The Gouy–Stodola theorem is often applied to refrigeration cycles. These are thermodynamic cycles or mechanical systems where external work can be used to move heat from low temperature sources to high temperature sinks, or vice versa. Specifically, the theorem is useful in analyzing vapor compression and vapor absorption refrigeration cycles.

The theorem can help identify which components of a system have major irreversibilities, and how much exergy they destroy. It can be used to find at which temperatures the performance is optimal, or what size system should be constructed. Overall, that is, the Gouy–Stodola theorem is a tool to find and quantify inefficiencies in a system, and can point to how to minimize them - this is the goal of exergy analysis. When the theorem is used for these purposes, it is usually applied in its modified form.

=== In ecology ===
Macroscopically, the theorem may be useful environmentally, in ecophysics. An ecosystem is a complex system, where many factors and components interact, some biotic and some abiotic. The Gouy–Stodola theorem can find how much entropy is generated by each part of the system, or how much work is lost. Where there is human interference in an ecosystem, whether the ecosystem continues to exist or is lost may depend on how many irreversibilities it can support. The amount of entropy which is generated or the amount of work the system can perform may vary. Hence, two different states (for example, a healthy forest versus one which has undergone significant deforestation) of the same ecosystem may be compared in terms of entropy generation, and this may be used to evaluate the sustainability of the ecosystem under human interference.

=== In biology ===
The theorem is also useful on a more microscopic scale, in biology. Living systems, such as cells, can be analyzed thermodynamically. They are rather complex systems, where many energy transformations occur, and they often waste heat. Hence, the Gouy–Stodola theorem may be useful, in certain situations, to perform exergy analysis on such systems. In particular, it may help to highlight differences between healthy and diseased cells.

Generally, the theorem may find applications in fields of biomedicine, or where biology and physics cross over, such as biochemical engineering thermodynamics.

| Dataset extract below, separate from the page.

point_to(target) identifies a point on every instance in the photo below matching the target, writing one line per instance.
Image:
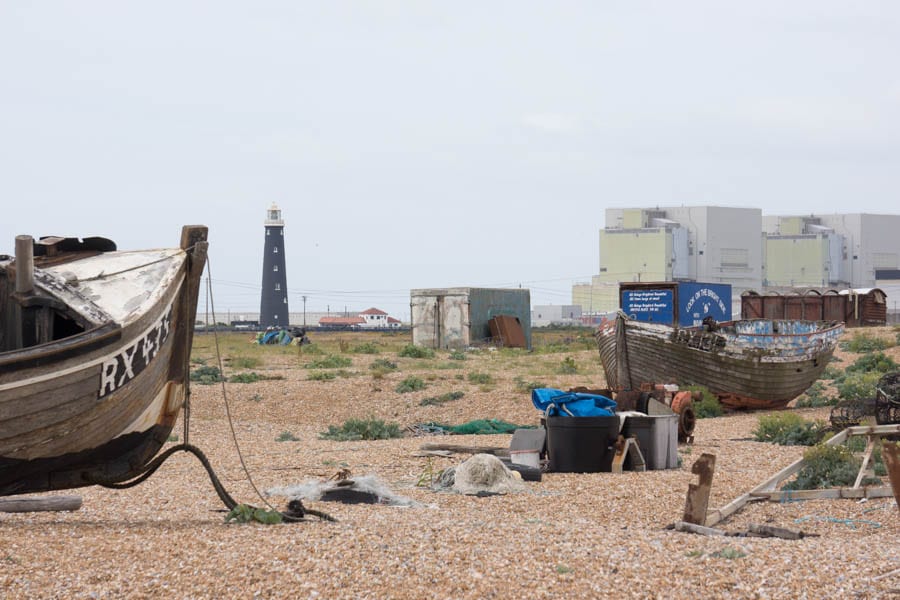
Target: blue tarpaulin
(572, 404)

=== As a variational principle ===
A variational principle in physics, such as the principle of least action or Fermat's principle in optics, allows one to describe the system in a global manner and to solve it using the calculus of variations. In thermodynamics, such a principle would allow a Lagrangian formulation. The Gouy–Stodola theorem can be used as the basis for such a variational principle, in thermodynamics. It has been proven to satisfy the necessary conditions.

This is fundamentally different from most of the theorem's other uses - here, it isn't being applied in order to locate components with irreversibilities or loss of exergy, but rather helps give some more general information about the system.